Een andere verbetering die DUO gaat doorvoeren is het bekender maken van de zogenoemde draagkrachtregeling voor oud-studenten waarbij dit niet al automatisch wordt berekend. Voor sommige mensen kan het maandbedrag dat ze moeten aflossen te hoog zijn. Dit geldt vooral voor mensen met een laag of middeninkomen die onder terugbetalingsregels van voor 2012 vallen. Toch maken ruim 200.000 mensen in deze groep nog geen gebruik van de draagkrachtregeling. DUO gaat deze regeling daarom beter onder de aandacht brengen met gerichte communicatie zodat mensen niet onnodig in de knel komen. Ook krijgen de mensen die hiervoor in aanmerking komen een extra brief thuisgestuurd.

Niet alle signalen nu oplossen

Voor de maatregelen die nu genomen worden heeft Bruins € 1,2 miljoen beschikbaar gesteld. Een aantal zaken die verkend zijn, kunnen nu nog niet worden opgelost, omdat hier nu geen geld voor vrijgemaakt is. Een van de signalen is bijvoorbeeld dat mbo-studenten hun lesgeld alleen op aanvraag kunnen terugkrijgen wanneer zij eerder stoppen met hun studie. Hbo- en wo studenten krijgen dit automatisch terug, maar mbo-studenten niet. De oorspronkelijke reden daarachter is dat mbo-studenten vaak nog geen startkwalificatie hebben, hbo- en wo studenten wel, en mbo-studenten zo gestimuleerd worden hun opleiding af te maken. Uit de Verkenning Studiefinanciering blijkt dat het restitutiebeleid aanpassen structureel € 25,4 miljoen per jaar kost. Daar is op dit moment geen dekking voor. DUO en OCW willen de maatregelen die nu niet genomen kunnen worden wel periodiek heroverwegen en ook nieuwe signalen blijven verzamelen en uitwerken.
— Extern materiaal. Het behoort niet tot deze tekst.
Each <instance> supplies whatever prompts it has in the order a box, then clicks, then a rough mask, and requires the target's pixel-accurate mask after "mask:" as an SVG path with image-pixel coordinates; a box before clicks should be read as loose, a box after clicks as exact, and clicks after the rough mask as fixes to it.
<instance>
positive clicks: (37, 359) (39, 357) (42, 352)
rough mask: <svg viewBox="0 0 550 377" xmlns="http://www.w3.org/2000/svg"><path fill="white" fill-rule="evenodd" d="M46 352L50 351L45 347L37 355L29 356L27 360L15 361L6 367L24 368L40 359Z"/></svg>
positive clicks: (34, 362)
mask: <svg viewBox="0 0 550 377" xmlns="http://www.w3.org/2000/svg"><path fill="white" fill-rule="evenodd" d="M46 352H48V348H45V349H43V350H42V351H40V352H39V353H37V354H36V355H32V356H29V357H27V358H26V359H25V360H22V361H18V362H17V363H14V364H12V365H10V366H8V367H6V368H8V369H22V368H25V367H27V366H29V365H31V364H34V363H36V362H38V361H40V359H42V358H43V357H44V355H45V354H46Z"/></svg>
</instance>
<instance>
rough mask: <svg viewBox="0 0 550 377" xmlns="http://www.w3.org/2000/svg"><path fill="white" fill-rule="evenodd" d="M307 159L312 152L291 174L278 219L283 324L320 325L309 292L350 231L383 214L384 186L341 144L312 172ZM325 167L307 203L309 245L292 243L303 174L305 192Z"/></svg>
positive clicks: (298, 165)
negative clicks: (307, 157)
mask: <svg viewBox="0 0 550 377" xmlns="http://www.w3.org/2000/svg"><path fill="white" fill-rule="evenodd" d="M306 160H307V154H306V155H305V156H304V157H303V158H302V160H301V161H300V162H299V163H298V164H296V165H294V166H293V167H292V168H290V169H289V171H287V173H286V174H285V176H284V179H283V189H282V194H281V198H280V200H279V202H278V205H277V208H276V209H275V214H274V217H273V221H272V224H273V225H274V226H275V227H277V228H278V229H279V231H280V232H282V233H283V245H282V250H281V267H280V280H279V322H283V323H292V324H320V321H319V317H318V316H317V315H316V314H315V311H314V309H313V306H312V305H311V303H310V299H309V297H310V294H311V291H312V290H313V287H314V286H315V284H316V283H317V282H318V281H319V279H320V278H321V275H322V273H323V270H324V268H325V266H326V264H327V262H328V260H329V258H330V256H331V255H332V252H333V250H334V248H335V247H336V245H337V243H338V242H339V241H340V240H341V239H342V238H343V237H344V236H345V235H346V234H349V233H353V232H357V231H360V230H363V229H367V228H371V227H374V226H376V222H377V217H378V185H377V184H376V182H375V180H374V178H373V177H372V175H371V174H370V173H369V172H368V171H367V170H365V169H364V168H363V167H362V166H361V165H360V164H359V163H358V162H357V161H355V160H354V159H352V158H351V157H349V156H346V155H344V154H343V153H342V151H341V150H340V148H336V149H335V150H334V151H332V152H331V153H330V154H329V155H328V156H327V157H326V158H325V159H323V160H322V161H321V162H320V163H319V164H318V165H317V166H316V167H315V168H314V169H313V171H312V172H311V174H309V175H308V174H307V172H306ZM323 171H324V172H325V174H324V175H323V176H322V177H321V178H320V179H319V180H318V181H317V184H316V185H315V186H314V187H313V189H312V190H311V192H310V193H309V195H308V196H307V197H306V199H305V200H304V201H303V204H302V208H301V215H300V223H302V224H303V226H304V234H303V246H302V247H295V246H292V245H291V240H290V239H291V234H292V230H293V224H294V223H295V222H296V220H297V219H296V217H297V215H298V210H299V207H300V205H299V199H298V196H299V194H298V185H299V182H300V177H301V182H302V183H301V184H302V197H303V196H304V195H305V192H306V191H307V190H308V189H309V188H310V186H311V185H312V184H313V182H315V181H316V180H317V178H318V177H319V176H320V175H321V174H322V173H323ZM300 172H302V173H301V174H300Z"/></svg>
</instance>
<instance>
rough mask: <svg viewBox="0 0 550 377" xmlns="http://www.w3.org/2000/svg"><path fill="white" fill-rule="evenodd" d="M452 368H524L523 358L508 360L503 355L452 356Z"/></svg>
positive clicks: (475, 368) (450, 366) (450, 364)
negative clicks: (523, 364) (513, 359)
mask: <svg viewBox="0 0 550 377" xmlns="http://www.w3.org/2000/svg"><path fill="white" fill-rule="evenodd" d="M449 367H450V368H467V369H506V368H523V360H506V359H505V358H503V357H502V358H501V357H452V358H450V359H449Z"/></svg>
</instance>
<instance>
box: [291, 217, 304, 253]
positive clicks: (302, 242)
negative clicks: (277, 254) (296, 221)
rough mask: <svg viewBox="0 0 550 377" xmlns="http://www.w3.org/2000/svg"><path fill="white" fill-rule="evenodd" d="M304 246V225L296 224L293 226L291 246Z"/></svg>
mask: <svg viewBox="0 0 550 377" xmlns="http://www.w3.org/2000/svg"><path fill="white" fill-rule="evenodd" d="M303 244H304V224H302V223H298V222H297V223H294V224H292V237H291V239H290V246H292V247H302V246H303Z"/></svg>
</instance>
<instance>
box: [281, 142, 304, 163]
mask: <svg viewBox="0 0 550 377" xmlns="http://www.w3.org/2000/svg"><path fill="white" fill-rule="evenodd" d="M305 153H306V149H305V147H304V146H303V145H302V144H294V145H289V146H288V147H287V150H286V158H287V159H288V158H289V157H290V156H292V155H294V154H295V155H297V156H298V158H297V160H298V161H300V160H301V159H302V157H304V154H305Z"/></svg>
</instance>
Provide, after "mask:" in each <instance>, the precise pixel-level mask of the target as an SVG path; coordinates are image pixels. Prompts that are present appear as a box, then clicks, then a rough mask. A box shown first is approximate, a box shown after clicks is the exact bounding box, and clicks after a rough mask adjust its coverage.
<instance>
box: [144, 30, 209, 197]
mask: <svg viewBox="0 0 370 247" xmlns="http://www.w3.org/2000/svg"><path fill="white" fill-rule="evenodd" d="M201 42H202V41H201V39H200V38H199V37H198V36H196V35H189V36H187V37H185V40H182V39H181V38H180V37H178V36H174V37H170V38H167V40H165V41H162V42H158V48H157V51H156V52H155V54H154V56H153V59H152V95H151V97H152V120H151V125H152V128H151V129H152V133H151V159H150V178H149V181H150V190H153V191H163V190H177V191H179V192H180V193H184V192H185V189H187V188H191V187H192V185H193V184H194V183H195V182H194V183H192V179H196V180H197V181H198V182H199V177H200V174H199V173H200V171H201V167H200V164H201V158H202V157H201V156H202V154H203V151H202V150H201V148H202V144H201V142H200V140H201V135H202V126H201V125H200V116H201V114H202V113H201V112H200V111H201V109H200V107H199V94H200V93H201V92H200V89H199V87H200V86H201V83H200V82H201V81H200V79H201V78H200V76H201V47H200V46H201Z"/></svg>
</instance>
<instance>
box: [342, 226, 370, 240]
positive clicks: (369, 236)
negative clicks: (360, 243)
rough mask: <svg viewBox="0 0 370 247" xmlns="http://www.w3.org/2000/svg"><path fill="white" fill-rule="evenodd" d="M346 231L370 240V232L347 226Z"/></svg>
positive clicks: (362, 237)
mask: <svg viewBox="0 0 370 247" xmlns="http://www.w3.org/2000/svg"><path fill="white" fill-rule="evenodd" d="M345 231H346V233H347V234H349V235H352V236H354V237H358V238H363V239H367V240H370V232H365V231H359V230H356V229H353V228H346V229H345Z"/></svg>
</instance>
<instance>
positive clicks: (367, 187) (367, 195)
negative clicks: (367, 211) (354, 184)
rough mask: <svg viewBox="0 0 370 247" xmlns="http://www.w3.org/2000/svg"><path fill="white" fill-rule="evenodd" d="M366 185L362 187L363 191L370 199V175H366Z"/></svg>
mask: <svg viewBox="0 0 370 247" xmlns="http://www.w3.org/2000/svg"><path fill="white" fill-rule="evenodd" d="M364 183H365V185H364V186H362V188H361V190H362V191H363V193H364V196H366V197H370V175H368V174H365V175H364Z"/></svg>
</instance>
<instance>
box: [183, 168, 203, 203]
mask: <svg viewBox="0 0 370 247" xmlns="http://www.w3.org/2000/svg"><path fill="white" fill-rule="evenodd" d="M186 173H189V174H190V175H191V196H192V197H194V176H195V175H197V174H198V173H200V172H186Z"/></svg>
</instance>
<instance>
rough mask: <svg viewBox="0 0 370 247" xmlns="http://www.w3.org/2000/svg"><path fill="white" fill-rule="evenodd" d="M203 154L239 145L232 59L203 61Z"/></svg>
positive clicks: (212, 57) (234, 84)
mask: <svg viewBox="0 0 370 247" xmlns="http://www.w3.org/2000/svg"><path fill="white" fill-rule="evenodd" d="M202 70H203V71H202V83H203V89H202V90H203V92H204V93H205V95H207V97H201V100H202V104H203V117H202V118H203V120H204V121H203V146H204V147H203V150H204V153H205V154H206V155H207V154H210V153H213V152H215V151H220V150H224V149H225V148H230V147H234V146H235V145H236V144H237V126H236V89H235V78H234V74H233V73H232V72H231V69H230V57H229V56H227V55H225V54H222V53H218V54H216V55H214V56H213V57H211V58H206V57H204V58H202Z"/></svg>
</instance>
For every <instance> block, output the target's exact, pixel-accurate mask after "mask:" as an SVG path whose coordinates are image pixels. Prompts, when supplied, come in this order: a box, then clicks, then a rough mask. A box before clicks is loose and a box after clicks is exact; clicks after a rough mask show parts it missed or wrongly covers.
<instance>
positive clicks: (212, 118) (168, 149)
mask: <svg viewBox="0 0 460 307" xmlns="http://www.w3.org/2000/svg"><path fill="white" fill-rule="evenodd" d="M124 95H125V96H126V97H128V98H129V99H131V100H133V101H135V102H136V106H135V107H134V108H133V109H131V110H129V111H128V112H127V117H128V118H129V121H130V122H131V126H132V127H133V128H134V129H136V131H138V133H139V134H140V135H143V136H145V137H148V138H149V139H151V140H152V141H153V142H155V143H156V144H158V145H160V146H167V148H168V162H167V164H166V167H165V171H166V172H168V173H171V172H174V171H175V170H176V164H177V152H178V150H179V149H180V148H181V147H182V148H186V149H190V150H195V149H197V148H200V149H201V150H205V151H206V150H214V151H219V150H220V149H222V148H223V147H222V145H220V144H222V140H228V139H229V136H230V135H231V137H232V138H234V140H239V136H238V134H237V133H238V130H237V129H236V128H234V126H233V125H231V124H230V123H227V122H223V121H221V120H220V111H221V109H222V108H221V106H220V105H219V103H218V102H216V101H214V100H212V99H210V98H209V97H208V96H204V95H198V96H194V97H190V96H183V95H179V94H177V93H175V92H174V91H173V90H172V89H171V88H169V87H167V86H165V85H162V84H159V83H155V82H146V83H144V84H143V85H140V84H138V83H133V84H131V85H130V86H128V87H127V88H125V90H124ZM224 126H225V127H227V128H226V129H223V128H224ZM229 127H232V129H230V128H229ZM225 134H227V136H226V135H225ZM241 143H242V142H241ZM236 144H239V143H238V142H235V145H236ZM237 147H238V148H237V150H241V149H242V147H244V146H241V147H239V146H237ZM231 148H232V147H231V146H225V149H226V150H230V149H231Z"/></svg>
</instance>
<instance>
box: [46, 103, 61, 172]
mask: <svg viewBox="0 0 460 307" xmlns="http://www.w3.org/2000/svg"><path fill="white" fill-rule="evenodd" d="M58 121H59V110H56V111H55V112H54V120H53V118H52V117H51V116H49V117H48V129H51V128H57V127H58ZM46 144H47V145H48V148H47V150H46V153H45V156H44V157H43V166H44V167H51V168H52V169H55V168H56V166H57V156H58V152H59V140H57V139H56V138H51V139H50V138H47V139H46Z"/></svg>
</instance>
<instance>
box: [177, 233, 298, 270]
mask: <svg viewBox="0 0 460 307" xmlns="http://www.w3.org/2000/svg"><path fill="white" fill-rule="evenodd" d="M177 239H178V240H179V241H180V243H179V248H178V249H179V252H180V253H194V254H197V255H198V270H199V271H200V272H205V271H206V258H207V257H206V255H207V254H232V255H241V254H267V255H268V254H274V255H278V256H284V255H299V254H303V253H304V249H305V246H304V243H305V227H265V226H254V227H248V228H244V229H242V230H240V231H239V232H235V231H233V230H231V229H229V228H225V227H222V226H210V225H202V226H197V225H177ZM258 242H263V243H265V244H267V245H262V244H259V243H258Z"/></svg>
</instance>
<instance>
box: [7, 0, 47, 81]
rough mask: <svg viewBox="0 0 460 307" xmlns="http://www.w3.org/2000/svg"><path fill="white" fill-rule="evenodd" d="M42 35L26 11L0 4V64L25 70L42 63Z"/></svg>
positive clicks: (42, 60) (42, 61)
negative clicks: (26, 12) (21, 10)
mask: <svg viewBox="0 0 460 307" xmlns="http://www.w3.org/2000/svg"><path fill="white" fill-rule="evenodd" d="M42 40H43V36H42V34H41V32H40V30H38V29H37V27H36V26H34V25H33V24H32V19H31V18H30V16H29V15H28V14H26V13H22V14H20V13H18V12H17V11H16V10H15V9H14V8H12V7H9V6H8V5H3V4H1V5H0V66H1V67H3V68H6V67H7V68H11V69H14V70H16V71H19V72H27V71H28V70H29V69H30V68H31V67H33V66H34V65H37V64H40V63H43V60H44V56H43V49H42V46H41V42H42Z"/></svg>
Stand van de Uitvoering OCW

De Stand van de Uitvoering OCW is een rapportage die specifiek gericht is op de uitvoeringsorganisaties van OCW en geeft inzicht in de actualiteiten, ontwikkelingen, uitdagingen en dilemma’s bij de uitvoering van het beleid. Om burgers en instellingen goed te kunnen blijven bedienen, is het belangrijk om werk te maken van een vereenvoudiging van beleid en uitvoering. Het ministerie van OCW wil daarom in gesprek blijven met de uitvoeringsorganisaties om knelpunten vroegtijdig aan te pakken en zo de kwaliteit van de dienstverlening aan burgers, instellingen en bedrijven blijvend te verbeteren. De afgelopen jaren bracht alleen DUO een Stand van de Uitvoering uit. In de Stand van de Uitvoering OCW is ruimte voor inbreng van alle OCW-dienstverleners. Nu zijn DUO en de Rijksdienst voor het Cultureel Erfgoed hierin opgenomen. De komende jaren worden daar meer uitvoeringsorganisaties van OCW aan toegevoegd.